27. 6100 sayılı Kanun’un
öngördüğü yargılama usullerine tabi mahkemeler nezdindeki yargılamaların makul
sürede tamamlanmadığı yönündeki iddialar daha önce bireysel başvuru konusu
yapılmış ve Anayasa Mahkemesi tarafından, özellikle yargılamada sürati temin
etmeye hizmet eden özel usul hükümlerinin nazara alınmadığı göz önünde
bulundurularak makul sürede yargılanma hakkının ihlal edildiği yönünde karar
verilmiştir (B. No: 2012/13, 2/7/2013, §§ 34-64).
28. Başvuruya konu tazminat
davasının incelenmesinde; hukuki meselenin çözümündeki güçlük, maddi olayların karmaşıklığı,
delillerin toplanmasında karşılaşılan engeller, taraf sayısı gibi kriterler
dikkate alındığında, somut başvuru açısından farklı bir karar verilmesini
gerektirecek bir yön bulunmadığı, yargılamanın uzun sürmesinde başvuruculara
atfedilecek bir kusur bulunmadığı anlaşılmakta olup, söz konusu yaklaşık on beş
yıldır devam eden yargılama sürecinde makul olmayan bir gecikmenin olduğu
sonucuna varılmıştır.
29. Açıklanan nedenlerle,
başvurucuların Anayasa’nın 36. maddesinde güvence altına alınan makul sürede
yargılanma haklarının ihlal edildiğine karar verilmesi gerekir.
3. 6216 Sayılı Kanun’un 50. Maddesi Yönünden
30. Başvurucular, yargılamanın
makul sürede sonuçlanmaması nedeniyle ayrı ayrı 5.000,00 TL maddi, 10.000,00 TL
manevi tazminata hükmedilmesini talep etmişlerdir.
31. 6216 sayılı Anayasa
Mahkemesinin Kuruluşu ve Yargılama Usulleri Hakkında Kanun'un “Kararlar” kenar
başlıklı 50. maddesinin (2) numaralı fıkrası şöyledir:
“Tespit edilen ihlal
bir mahkeme kararından kaynaklanmışsa, ihlali ve sonuçlarını ortadan kaldırmak
için yeniden yargılama yapmak üzere dosya ilgili mahkemeye gönderilir.

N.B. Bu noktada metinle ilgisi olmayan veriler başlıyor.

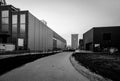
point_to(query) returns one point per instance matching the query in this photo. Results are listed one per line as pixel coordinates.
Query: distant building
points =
(25, 31)
(99, 38)
(74, 41)
(81, 44)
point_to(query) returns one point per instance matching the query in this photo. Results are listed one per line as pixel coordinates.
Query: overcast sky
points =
(67, 17)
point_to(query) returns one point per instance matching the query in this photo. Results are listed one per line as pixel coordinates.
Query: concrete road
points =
(53, 68)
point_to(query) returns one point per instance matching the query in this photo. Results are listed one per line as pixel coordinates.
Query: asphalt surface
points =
(52, 68)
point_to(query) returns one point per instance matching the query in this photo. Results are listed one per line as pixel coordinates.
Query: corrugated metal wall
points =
(40, 36)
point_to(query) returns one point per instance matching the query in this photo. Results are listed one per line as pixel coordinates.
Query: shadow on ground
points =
(11, 63)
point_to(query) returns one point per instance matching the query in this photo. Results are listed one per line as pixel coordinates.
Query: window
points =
(22, 25)
(14, 28)
(22, 28)
(5, 13)
(5, 21)
(22, 18)
(14, 24)
(107, 36)
(14, 19)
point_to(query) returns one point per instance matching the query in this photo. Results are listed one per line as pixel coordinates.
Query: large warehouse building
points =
(74, 41)
(25, 31)
(99, 38)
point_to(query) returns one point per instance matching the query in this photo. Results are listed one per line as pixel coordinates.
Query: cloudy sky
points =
(67, 17)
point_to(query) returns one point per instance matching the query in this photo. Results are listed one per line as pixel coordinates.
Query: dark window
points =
(107, 36)
(22, 25)
(14, 24)
(5, 21)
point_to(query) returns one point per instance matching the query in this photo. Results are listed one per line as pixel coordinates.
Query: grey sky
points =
(72, 16)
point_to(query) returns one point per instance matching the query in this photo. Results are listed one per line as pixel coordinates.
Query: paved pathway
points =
(53, 68)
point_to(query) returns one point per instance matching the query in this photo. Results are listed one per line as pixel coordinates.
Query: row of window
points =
(5, 22)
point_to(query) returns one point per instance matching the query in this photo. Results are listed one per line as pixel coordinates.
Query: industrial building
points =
(81, 44)
(100, 38)
(74, 41)
(25, 31)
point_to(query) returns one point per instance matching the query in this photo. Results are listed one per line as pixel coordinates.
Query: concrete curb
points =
(86, 72)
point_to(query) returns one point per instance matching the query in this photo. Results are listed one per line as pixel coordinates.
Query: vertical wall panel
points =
(31, 31)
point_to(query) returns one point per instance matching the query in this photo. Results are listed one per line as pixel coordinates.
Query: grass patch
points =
(103, 64)
(11, 63)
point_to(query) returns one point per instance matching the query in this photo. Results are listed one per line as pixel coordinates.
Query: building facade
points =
(81, 44)
(74, 41)
(25, 31)
(99, 38)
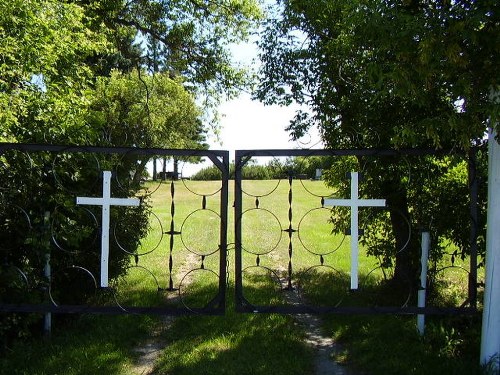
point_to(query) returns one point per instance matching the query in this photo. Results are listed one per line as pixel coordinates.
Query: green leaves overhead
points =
(415, 73)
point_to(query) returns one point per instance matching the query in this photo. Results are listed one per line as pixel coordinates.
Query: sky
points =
(247, 124)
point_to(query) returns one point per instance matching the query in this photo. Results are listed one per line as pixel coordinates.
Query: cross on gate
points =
(106, 202)
(354, 202)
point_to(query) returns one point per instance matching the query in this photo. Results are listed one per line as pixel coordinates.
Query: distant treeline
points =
(305, 167)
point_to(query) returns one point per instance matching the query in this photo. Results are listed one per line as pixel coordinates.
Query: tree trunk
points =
(407, 256)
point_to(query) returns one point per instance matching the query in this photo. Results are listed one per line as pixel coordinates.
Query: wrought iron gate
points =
(57, 201)
(288, 258)
(52, 215)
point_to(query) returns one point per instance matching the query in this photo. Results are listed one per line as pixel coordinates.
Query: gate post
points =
(490, 335)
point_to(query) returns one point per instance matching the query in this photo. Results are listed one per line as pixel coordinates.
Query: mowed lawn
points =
(242, 343)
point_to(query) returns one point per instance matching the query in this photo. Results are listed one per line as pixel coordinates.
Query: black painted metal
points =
(287, 281)
(38, 232)
(40, 296)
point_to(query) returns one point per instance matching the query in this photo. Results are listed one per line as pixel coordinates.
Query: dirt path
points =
(149, 351)
(325, 347)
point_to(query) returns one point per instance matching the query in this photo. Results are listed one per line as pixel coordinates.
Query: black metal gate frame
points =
(243, 305)
(220, 159)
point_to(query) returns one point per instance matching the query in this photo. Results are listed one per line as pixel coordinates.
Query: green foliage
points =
(382, 74)
(141, 110)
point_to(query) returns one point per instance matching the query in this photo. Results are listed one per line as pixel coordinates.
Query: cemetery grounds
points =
(241, 343)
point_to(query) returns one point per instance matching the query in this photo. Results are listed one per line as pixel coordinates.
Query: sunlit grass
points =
(249, 343)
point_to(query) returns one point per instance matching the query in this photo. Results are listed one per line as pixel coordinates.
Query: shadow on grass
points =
(86, 345)
(236, 344)
(388, 344)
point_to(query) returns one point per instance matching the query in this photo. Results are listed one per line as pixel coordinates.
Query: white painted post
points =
(354, 203)
(106, 202)
(490, 336)
(426, 239)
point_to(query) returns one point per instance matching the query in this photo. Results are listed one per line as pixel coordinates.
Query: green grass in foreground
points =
(89, 344)
(253, 344)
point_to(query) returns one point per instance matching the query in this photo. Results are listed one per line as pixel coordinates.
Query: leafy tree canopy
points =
(385, 73)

Yeniden
yargılama yapılmasında hukuki yarar bulunmayan hâllerde başvurucu lehine
tazminata hükmedilebilir veya genel mahkemelerde dava açılması yolu
gösterilebilir. Yeniden yargılama yapmakla yükümlü mahkeme, Anayasa
Mahkemesinin ihlal kararında açıkladığı ihlali ve sonuçlarını ortadan
kaldıracak şekilde mümkünse dosya üzerinden karar verir.”
32. Başvurucuların tarafı
oldukları uyuşmazlığa ilişkin yaklaşık on beş yıldır devam eden yargılama
süresi nazara alındığında, yargılama faaliyetinin uzunluğu sebebiyle, yalnızca
ihlal tespitiyle giderilemeyecek olan manevi zararları karşılığında her bir
başvurucuya, talep ettikleri tazminat miktarları da dikkate alınarak, ayrı ayrı
net 10.000,00 TL manevi tazminat ödenmesine karar verilmesi gerekir.

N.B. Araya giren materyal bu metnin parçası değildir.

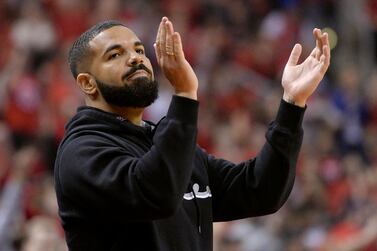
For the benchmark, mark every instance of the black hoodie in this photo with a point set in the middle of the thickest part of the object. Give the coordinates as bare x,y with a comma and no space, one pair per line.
125,187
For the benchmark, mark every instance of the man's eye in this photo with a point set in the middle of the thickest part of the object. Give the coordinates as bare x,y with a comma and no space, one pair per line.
140,51
114,55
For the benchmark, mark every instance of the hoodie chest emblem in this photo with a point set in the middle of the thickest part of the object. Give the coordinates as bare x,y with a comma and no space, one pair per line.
195,193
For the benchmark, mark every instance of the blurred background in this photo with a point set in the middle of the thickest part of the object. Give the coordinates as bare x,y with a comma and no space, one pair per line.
238,49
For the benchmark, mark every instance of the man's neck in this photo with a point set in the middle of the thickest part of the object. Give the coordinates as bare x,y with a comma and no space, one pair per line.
134,115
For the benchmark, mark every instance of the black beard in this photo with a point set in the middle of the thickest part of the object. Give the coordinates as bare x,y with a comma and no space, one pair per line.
139,93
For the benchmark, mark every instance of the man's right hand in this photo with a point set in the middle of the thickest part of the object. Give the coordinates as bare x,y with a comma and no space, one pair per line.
171,59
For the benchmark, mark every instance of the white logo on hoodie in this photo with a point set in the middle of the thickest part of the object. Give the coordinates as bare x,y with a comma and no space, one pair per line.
197,194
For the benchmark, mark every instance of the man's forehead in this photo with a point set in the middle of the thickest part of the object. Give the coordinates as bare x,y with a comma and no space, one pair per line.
116,34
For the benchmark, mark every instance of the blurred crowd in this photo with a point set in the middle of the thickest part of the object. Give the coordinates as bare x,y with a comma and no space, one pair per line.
238,49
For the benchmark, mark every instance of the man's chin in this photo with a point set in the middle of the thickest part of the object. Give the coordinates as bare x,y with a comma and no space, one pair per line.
138,79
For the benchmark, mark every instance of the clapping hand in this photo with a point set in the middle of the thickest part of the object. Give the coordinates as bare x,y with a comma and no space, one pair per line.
300,80
171,59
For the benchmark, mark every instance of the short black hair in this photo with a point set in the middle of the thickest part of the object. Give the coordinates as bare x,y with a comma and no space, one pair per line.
80,48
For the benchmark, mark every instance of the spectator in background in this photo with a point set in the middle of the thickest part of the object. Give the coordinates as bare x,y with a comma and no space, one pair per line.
123,183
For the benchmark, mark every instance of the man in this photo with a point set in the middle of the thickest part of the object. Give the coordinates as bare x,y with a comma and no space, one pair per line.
126,184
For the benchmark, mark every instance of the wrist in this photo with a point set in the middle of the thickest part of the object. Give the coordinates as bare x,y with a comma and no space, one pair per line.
294,101
192,95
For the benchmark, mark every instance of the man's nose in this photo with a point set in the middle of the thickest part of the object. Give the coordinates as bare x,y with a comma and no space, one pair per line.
135,59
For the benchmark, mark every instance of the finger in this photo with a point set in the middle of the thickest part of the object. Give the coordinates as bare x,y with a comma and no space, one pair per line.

33. Başvurucular tarafından
maddi tazminat talebinde bulunulmuş olmakla beraber, tespit edilen ihlal ile
iddia edilen maddi zarar arasında illiyet bağı bulunmadığı anlaşıldığından,
başvurucuların maddi tazminat taleplerinin reddine karar verilmesi gerekir.
34. Başvurucular tarafından
yapılan ve dosyadaki belgeler uyarınca tespit edilen 198,35 TL harç ve 1.500,00
TL vekâlet ücretinden oluşan 1.698,35 TL yargılama giderinin başvuruculara
müştereken ödenmesine karar verilmesi gerekir.

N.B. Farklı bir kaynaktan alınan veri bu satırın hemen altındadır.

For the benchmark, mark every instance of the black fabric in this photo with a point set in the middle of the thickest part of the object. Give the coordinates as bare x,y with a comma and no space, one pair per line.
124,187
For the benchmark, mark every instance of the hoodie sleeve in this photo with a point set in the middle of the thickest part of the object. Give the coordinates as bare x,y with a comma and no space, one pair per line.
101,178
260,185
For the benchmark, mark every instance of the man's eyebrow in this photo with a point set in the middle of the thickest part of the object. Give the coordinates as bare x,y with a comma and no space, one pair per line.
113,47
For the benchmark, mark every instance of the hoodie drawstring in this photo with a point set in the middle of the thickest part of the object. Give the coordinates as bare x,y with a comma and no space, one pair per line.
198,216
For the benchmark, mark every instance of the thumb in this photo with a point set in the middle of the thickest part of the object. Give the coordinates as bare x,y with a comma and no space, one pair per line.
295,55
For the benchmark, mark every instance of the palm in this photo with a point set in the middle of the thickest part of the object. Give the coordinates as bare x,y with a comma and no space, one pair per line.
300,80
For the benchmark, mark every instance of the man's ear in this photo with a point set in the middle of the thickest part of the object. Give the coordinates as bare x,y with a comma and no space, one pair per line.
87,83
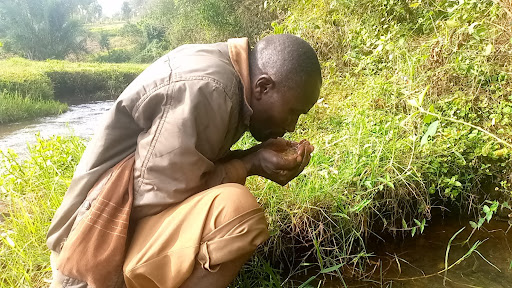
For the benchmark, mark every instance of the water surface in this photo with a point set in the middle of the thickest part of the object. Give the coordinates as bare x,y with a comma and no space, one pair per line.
79,120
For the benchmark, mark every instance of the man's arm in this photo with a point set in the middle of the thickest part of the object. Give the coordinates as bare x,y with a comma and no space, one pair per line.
273,160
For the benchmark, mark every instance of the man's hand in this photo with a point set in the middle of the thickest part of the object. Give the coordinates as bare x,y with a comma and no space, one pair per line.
279,160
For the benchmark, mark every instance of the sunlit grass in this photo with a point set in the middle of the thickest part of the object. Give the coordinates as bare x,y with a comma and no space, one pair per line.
15,108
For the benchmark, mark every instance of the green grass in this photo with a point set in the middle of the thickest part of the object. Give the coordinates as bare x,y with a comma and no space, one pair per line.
15,108
381,165
63,80
32,190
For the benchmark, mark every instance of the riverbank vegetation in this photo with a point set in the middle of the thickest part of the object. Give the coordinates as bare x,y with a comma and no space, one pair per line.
31,89
63,80
415,118
14,108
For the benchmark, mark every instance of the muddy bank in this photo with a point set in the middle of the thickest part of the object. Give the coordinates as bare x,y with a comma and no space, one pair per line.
416,262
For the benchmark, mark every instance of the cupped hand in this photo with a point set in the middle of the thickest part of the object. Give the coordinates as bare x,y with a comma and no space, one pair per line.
281,160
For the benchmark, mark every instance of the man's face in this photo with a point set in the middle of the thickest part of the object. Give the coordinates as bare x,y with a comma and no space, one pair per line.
276,110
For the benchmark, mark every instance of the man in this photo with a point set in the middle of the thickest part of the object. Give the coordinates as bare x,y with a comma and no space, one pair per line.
180,117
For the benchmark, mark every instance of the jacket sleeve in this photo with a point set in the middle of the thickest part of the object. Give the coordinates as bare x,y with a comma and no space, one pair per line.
185,125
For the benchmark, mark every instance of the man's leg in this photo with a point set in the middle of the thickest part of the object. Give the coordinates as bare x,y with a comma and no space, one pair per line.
202,242
219,279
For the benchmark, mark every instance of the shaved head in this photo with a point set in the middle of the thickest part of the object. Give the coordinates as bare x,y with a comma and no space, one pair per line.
285,83
288,59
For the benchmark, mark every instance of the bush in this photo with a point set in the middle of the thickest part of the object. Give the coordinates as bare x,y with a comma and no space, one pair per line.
62,80
15,108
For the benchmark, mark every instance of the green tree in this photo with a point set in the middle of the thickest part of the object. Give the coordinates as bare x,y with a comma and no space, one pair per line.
126,10
42,29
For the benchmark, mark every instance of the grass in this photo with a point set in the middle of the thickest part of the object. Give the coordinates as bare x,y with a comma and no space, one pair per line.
14,108
61,80
32,190
380,164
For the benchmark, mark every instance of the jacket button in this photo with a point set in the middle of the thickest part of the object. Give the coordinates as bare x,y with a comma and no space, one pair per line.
87,205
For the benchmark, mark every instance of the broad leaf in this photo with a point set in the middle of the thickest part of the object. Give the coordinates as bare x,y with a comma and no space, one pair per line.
431,131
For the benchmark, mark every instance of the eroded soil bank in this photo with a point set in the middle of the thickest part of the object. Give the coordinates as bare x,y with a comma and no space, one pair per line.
416,262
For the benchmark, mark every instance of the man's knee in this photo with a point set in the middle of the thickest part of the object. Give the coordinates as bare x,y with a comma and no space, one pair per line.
234,200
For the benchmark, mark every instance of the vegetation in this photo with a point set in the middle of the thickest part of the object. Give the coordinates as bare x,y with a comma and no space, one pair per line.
42,29
33,190
414,119
62,80
15,108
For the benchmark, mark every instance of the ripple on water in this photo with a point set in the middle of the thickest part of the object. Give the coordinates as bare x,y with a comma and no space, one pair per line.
80,120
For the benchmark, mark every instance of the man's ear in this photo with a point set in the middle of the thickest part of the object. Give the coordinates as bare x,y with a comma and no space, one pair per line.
262,85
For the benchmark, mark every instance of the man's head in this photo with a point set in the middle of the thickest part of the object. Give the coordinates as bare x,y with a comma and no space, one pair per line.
285,83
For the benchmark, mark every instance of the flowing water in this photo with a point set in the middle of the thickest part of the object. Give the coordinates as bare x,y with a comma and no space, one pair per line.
415,262
399,262
79,120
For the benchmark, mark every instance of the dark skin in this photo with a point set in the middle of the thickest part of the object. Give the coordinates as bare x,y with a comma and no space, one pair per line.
276,111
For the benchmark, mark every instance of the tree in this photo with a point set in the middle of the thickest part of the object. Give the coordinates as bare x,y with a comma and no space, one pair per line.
126,10
42,29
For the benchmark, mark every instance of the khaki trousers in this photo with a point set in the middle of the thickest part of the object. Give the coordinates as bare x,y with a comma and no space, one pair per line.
207,230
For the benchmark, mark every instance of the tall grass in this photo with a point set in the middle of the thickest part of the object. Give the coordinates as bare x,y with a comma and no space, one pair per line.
380,165
64,80
32,190
15,108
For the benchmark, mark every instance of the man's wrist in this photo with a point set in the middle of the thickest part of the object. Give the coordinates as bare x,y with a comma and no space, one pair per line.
250,163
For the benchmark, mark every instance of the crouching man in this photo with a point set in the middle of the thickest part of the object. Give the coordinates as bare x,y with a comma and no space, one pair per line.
158,197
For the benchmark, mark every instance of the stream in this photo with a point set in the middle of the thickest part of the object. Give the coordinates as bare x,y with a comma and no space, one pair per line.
398,262
80,120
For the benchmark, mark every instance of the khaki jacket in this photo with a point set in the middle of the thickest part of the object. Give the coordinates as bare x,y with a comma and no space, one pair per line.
180,117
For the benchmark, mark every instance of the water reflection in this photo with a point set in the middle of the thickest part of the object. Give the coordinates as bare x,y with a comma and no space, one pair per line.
79,120
414,262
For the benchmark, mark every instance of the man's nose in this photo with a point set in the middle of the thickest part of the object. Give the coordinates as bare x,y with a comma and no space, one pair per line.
291,125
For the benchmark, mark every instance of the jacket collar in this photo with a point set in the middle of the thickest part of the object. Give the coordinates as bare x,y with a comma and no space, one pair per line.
239,54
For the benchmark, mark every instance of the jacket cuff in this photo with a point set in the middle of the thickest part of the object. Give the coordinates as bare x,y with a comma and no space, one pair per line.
235,172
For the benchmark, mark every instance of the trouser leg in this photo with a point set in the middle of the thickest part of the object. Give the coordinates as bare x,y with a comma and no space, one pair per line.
206,238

35. Başvuruya konu yargılamanın
yaklaşık on beş yıldır devam ettiği ve bu hususun makul sürede yargılanma
hakkını ihlal ettiği gözetilerek, anayasal bir hakkın ihlal edildiği açık olan
bir yargılama dosyasında, hukuka, adalete ve mahkemeye güven ilkesinin gördüğü
zararın devam etmesinin önlenmesi amacıyla, yargılamanın mümkün olan en kısa
sürede sonuçlandırılmasını teminen, kararın bir
örneğinin ilgili Mahkemesine gönderilmesine karar verilmesi gerekir.
V. HÜKÜM
Açıklanan
gerekçelerle;
A. Başvurucuların,
1.
Makul sürede yargılanma haklarının ihlal edildiği yönündeki iddialarının KABUL
EDİLEBİLİR OLDUĞUNA,
2. Anayasa’nın
36. maddesinde güvence altına alınan makul sürede yargılanma hakkının İHLAL
EDİLDİĞİNE,
B. Başvuruculara ayrı ayrı net 10.000,00 TL manevi TAZMİNAT
ÖDENMESİNE, başvurucuların tazminata ilişkin diğer taleplerinin REDDİNE,
C. Başvurucular tarafından yapılan 198,35 TL harç ve 1.500,00 TL
vekâlet ücretinden oluşan 1.698,35 TL yargılama giderinin müştereken
BAŞVURUCULARA ÖDENMESİNE,
D. Ödemelerin, kararın tebliğini takiben başvurucunun Maliye
Bakanlığına başvuru tarihinden itibaren dört ay içinde yapılmasına; ödemede
gecikme olması halinde, bu sürenin sona erdiği tarihten ödeme tarihine kadar
geçen süre için yasal faiz uygulanmasına,
E. Kararın bir örneğinin Kemer 1. Asliye Hukuk Mahkemesine
gönderilmesine,
22/6/2015
tarihinde OY BİRLİĞİYLE karar verildi.